O avanço das escolas em tempo integral beneficia famílias como a da Sandra Batista dos Santos, 42 anos, mãe solo de três filhos. Entre eles, Jennifer Vitória, de 7 anos. Para ela, a escola oferece segurança e um apoio fundamental no cuidado com a menina.
“A rotina da escola ajudou muito no meu dia a dia e no dela em casa. Minha filha recebe todas as refeições, é muito bem cuidada. Mesmo no fim de semana, ela mantém os hábitos saudáveis que aprendeu na escola”.
Somente em 2025, o GDF investiu mais de R$ 15,5 milhões em ações de manutenção das unidades atendidas pelo Programa Escola em Tempo Integral (Peti) e pelo Programa de Fomento às Escolas de Ensino Médio em Tempo Integral (Emti), além de cerca de R$ 7 milhões aplicados na aquisição de equipamentos tecnológicos.

Quem a aproveita é o aluno Lucas Tortoretti, de 15 anos, que enxergou uma oportunidade de otimizar o tempo. “Se eu não estivesse aqui estudando integral, provavelmente estaria em casa dormindo ou andando na rua. Aqui é melhor, porque estou sempre aprendendo alguma coisa”, reconhece o jovem.
O ensino superior também ganhou reforço, com a Universidade do Distrito Federal (UnDF), criada em 2021, com objetivo de democratizar ainda mais o acesso a cursos de graduação e pós-graduação.
Reforço na saúde
No último ano o GDF assinou os contratos para a construção de sete novas unidades de pronto atendimento (UPAs).

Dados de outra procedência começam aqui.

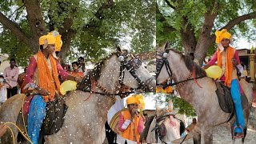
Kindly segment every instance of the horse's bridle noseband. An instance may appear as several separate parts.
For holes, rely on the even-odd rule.
[[[173,73],[171,71],[170,66],[170,63],[167,60],[167,54],[169,53],[169,50],[171,49],[166,49],[164,52],[161,52],[160,50],[157,51],[157,74],[156,74],[156,78],[158,78],[158,77],[159,76],[159,74],[161,72],[162,68],[163,67],[163,66],[166,66],[166,71],[168,73],[169,78],[170,79],[170,83],[166,83],[163,86],[163,88],[166,87],[166,86],[177,86],[176,89],[178,90],[179,88],[181,88],[186,82],[190,81],[190,80],[195,80],[198,78],[204,78],[206,76],[201,76],[201,77],[195,77],[195,75],[194,76],[194,78],[192,78],[193,76],[193,71],[190,72],[190,75],[188,75],[188,77],[186,78],[186,80],[183,81],[180,81],[178,82],[173,82]],[[195,72],[194,72],[195,73]],[[161,84],[157,83],[157,86],[162,86]]]
[[[126,55],[118,54],[118,59],[121,62],[120,66],[120,75],[119,75],[119,83],[123,84],[123,78],[125,76],[125,68],[130,72],[130,74],[137,80],[139,84],[139,86],[137,89],[146,89],[146,86],[154,79],[154,76],[150,77],[146,81],[142,81],[138,75],[136,74],[135,71],[137,69],[142,66],[141,60],[134,57],[131,54],[127,54]],[[129,57],[132,58],[129,59]]]

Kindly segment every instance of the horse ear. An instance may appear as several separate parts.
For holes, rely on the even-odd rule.
[[[165,45],[165,50],[170,47],[170,42],[167,41]]]
[[[171,99],[168,102],[168,110],[170,110],[170,112],[173,111],[174,110],[174,104]]]
[[[161,47],[161,50],[165,50],[166,49],[170,47],[170,42],[169,41],[166,41],[166,43]]]
[[[161,110],[158,106],[158,101],[155,101],[155,110],[157,111],[157,115],[159,115]]]
[[[115,48],[116,48],[116,50],[117,50],[117,52],[118,52],[118,54],[122,54],[122,50],[121,50],[121,48],[120,48],[119,46],[116,46]]]

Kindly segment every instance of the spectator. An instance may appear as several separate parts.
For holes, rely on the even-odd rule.
[[[0,107],[7,100],[7,87],[10,86],[5,82],[2,75],[0,75]]]
[[[81,72],[78,70],[78,62],[72,62],[72,69],[73,69],[73,70],[70,72],[71,75],[73,75],[74,77],[78,76],[80,78],[84,77],[83,72]]]
[[[16,66],[14,58],[10,60],[10,66],[6,67],[3,71],[3,77],[6,82],[12,86],[12,89],[7,88],[7,98],[17,94],[17,80],[18,76],[18,68]]]

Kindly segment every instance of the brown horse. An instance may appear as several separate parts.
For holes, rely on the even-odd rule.
[[[198,122],[186,139],[193,136],[194,143],[201,143],[201,136],[202,136],[204,143],[213,143],[213,127],[226,122],[230,117],[230,114],[224,112],[219,106],[215,93],[217,89],[215,82],[206,77],[205,71],[193,62],[190,57],[170,49],[168,42],[158,52],[158,54],[162,54],[157,55],[157,58],[160,60],[159,64],[161,64],[157,63],[157,83],[164,82],[170,76],[174,82],[183,82],[177,84],[176,89],[181,98],[190,103],[198,114]],[[162,64],[161,60],[163,58],[166,59],[168,64]],[[193,78],[192,72],[194,70],[196,73],[195,77],[201,77],[201,78],[197,79],[198,85],[194,82]],[[240,84],[247,96],[248,101],[251,102],[253,96],[252,86],[244,80],[241,80]],[[246,122],[245,136],[246,134],[250,108],[251,102],[249,102],[243,110]],[[234,118],[233,118],[230,121],[231,126],[233,126],[234,122]],[[234,139],[233,133],[232,138]],[[173,142],[180,143],[182,141],[182,138]],[[234,139],[233,142],[234,142]],[[242,138],[242,142],[244,142],[244,138]]]
[[[155,107],[156,115],[154,118],[152,116],[146,124],[146,128],[142,133],[141,137],[146,137],[146,142],[147,143],[168,142],[181,138],[181,122],[176,116],[174,116],[174,112],[173,111],[172,101],[170,100],[168,102],[169,110],[160,109],[158,102],[156,102]],[[170,110],[171,112],[169,112]],[[155,130],[158,131],[157,134]],[[146,134],[146,136],[145,136]]]
[[[150,91],[155,90],[154,78],[141,66],[139,59],[118,48],[117,53],[96,65],[91,76],[98,83],[94,91],[98,94],[90,95],[90,92],[78,90],[68,93],[65,97],[69,108],[64,123],[58,132],[46,136],[46,143],[102,144],[105,139],[107,111],[114,102],[110,94],[118,94],[121,84],[135,89],[144,83]],[[85,101],[90,95],[90,98]],[[8,99],[0,109],[0,121],[16,123],[24,97],[24,94],[18,94]],[[18,129],[11,124],[7,125],[14,132],[16,143]],[[2,142],[12,142],[11,131],[7,130]]]

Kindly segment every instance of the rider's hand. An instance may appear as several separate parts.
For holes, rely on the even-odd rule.
[[[238,64],[238,62],[237,62],[236,59],[234,59],[234,58],[231,59],[233,65],[237,66]]]
[[[81,77],[74,77],[74,81],[77,82],[78,83],[80,83],[82,82],[82,78]]]
[[[0,124],[0,137],[2,137],[6,132],[6,125],[4,125],[2,122]]]
[[[45,89],[38,87],[38,94],[43,96],[46,96],[50,94],[50,92]]]

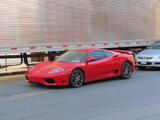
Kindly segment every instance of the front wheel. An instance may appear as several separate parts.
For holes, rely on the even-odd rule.
[[[137,68],[140,69],[140,70],[145,70],[146,66],[137,66]]]
[[[122,79],[130,78],[132,75],[132,70],[133,70],[133,67],[130,62],[127,61],[127,62],[123,63],[122,68],[121,68],[121,76],[120,77]]]
[[[70,87],[77,88],[77,87],[82,86],[84,83],[84,79],[85,77],[84,77],[84,73],[82,72],[82,70],[80,69],[74,70],[69,79]]]

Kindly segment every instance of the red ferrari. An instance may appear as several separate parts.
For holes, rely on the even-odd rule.
[[[26,72],[29,83],[46,86],[80,87],[84,83],[110,77],[128,79],[135,69],[130,51],[76,49],[53,62],[41,62]]]

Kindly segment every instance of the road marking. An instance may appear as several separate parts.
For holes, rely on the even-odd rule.
[[[49,93],[49,92],[53,92],[53,90],[45,90],[45,91],[36,91],[36,92],[30,92],[30,93],[15,94],[15,95],[0,98],[0,102],[5,102],[5,101],[8,101],[8,100],[17,100],[17,99],[20,99],[20,98],[41,95],[41,94],[45,94],[45,93]]]
[[[150,74],[153,74],[153,73],[158,73],[158,72],[139,73],[139,74],[134,75],[134,77],[140,77],[140,76],[143,76],[143,75],[150,75]]]

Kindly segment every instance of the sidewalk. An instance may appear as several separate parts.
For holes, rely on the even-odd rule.
[[[5,74],[16,74],[16,73],[24,73],[27,71],[28,68],[25,64],[18,65],[18,66],[11,66],[7,68],[0,68],[0,75],[5,75]]]

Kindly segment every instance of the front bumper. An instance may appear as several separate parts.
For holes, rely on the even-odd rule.
[[[26,73],[28,83],[39,83],[45,86],[66,86],[69,85],[69,74],[59,75],[34,75]]]
[[[160,67],[160,60],[136,60],[136,66]]]

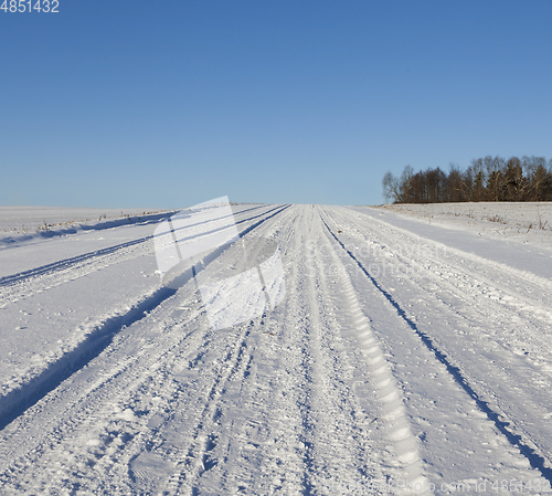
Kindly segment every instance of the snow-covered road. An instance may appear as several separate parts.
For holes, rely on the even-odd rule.
[[[286,293],[213,330],[194,279],[160,284],[167,217],[0,250],[0,494],[550,492],[548,249],[531,272],[373,209],[237,205]]]

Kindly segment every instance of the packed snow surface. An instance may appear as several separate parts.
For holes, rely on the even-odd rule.
[[[550,208],[234,205],[173,287],[174,212],[6,232],[0,494],[549,493]]]

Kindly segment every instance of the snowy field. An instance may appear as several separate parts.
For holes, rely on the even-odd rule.
[[[550,493],[551,210],[234,205],[168,287],[173,212],[2,209],[0,494]]]
[[[401,213],[436,223],[447,229],[461,229],[479,235],[548,243],[552,240],[552,203],[432,203],[382,205]]]
[[[144,209],[73,209],[65,207],[0,207],[0,239],[7,233],[44,233],[98,223],[115,219],[128,219],[155,211]]]

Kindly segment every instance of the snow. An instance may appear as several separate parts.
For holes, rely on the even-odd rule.
[[[0,493],[550,492],[551,207],[233,205],[174,285],[174,212],[7,233]]]

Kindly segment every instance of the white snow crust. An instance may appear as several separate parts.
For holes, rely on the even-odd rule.
[[[550,493],[551,204],[233,211],[176,288],[174,212],[0,235],[0,494]]]

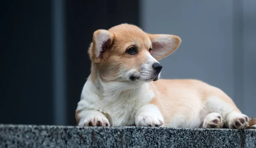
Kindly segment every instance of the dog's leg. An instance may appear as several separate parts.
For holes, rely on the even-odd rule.
[[[159,127],[163,124],[163,117],[155,105],[150,104],[142,106],[136,112],[136,126]]]
[[[203,128],[221,128],[224,123],[222,116],[217,112],[208,114],[204,118],[203,123]]]
[[[106,116],[97,110],[77,111],[76,116],[79,126],[110,126],[108,120]]]
[[[218,112],[222,115],[226,127],[236,129],[248,127],[248,117],[241,113],[228,96],[211,97],[206,103],[206,108],[210,112]]]

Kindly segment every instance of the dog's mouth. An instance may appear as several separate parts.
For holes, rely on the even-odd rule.
[[[155,75],[152,76],[151,77],[150,77],[149,78],[143,78],[141,77],[140,76],[136,76],[135,75],[131,75],[130,77],[130,79],[131,81],[156,81],[158,80],[158,74],[156,75]]]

Trata-se do maior plano de expansão dos últimos anos, com investimento total de R$ 117 milhões para ampliar a rede de urgência e emergência.

Além das 13 unidades já em funcionamento, cada nova unidade contará com 65 leitos, sendo 33 destinados ao atendimento de adultos e 32 pediátricos. A expectativa é ampliar o acesso da população aos serviços e reduzir a demanda nos hospitais da rede pública.
Dois novos hospitais também devem reforçar ainda mais a saúde no DF, além da reforma de áreas em cinco já existentes, da implantação de cinco UBSs e de dois centros de atenção psicossocial (Caps). O investimento total é de R$ 524.170.071,70.
Segurança em tempo integral
Não apenas as escolas e a área da saúde ganharam reforços. Atualmente a população do DF conta com 31 delegacias circunscricionais funcionando 24 horas por dia, contribuindo para o aumento nas investigações e conclusões de crimes.
Além disso, há quatro unidades especializadas de atendimento à mulher e da Criança e do Adolescente e da Delegacia Eletrônica, também em funcionamento contínuo.
Segundo dados da Polícia Civil do Distrito Federal (PCDF), 2025 bateu recorde de inquéritos concluídos: 22.583, contra 28.632 no ano anterior.

Ir e voltar com mais agilidade e segurança
Promover a mobilidade urbana é um desafio para os grandes centros. Reduzir o tempo no trânsito é contribuir para a qualidade de vida da população. Neste sentido, o GDF tem investido cada vez mais.
Desde 2019, 11 novos viadutos foram construídos, além do Túnel Rei Pelé, a maior obra viária dos últimos anos, que ajudou a desafogar o trânsito na região de Taguatinga.

Outro destaque é a conclusão das obras na Saída Norte, que receberam o nome de Complexo Viário Joaquim Domingos Roriz; a criação do Corredor Eixo Oeste, ligando o Sol Nascente/Pôr do Sol ao Plano Piloto; e a reconstrução do viaduto no Eixão Sul, que havia desabado em fevereiro de 2018.